Tessile in ginocchio, servono aiuti dallo Stato
di Nirmala Carvalho
Boom economico e concorrenza cinese hanno acuito la crisi di un settore tradizionale dell’economia del Paese. Casi di suicidio fra i lavoratori ormai ridotti sul lastrico.

New Delhi (AsiaNews) – Boom economico e concorrenza straniera, in particolare dalla Cina, hanno messo in crisi il comparto tessile indiano: per capire quali possano essere gli sviluppi del settore, lo scorso 23 luglio il Comitato popolare di vigilanza per i diritti umani (PVCHR), insieme a diverse organizzazioni non governative e alla Commissione asiatica per i diritti umani (AHRC), hanno organizzato un convengo a Lucknow (nell’Uttar Pradesh), che aveva per tema “gli artigiani e i lavoratori del tessile nell’era della globalizzazione”. Un settore fondamentale anche per il padre della nazione, Mahatma Gandhi, che vedeva nel tessile il modo più logico per la popolazione di acquisire una indipendenza economica; egli cuciva da sé gli abiti che poi indossava, per protestare pubblicamente contro il controllo deI colonizzatori britannici sull’industria tessile indiana.
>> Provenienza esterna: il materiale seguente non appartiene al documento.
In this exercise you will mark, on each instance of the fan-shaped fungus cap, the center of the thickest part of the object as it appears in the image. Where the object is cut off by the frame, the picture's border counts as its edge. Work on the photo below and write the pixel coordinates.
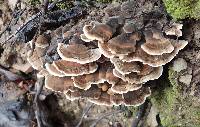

Lenin Raghuvanshi, dirigente del PVCHR – organizzazione con sede a Varanasi – e vincitore nel 2007 del premio Gwangju per i diritti umani afferma che la consultazione è stata organizzata per “focalizzare l’attenzione sulle condizioni di estrema povertà dei tessitori di Varanasi”, secondi per forza lavoro solo agli occupanti del settore agricolo. Nella città sacra per gli induisti ci sono “oltre 200mila tessitori, ma meno di 55mila hanno un lavoro, mentre gli altri sono attualmente senza occupazione fissa”. L’alto tasso di disoccupazione è acuito dal fatto che i lavoratori del tessile appartengono alle caste più deboli del Paese o provengono dalla comunità musulmana e sono emarginati dal contesto socio-economico. L’analfabetismo diffuso e l’apatia del Governo che non prende alcun provvedimento a sostegno del settore e dei suoi occupanti non fanno che aggravare il problema”.

Negli ultimi tre anni a Varanasi oltre 50 fra adulti e bambini provenienti da famiglie del tessile sono morti per malnutrizione, mentre altri hanno abbandonato la professione adattandosi ai lavori più disparate: guidare i risciò, vendere verdure o, alla peggio, chiedere la carità. Una crisi sociale in continuo aumento: il 70% degli appartenenti ai nuclei familiari non ha cibo a sufficienza per sfamarsi, malattie come la tubercolosi crescono a ritmi vertiginosi e i genitori non hanno soldi per permettersi cure mediche per sé e per i figli.

Il mercato globale e la concorrenza dei prodotti cinesi hanno avuto effetti devastanti per il tessile indiano, portando alla chiusura di circa l’80% delle manifatture tessili. A Varanasi oltre 100mila indiani musulmani hanno perso il lavoro e il senso crescente di disperazione e abbandono hanno fatto impennare il numero dei suicidi. “Una parte del Paese – conclude Lenin Raghuvanshi – cavalca l’onda del boom economico, mentre sull’altra sponda milioni di artigiani, operai e contadini sono rilegati ai margini della società. Bisogna trovare rimedi urgenti ed efficaci per far fronte alla situazione”.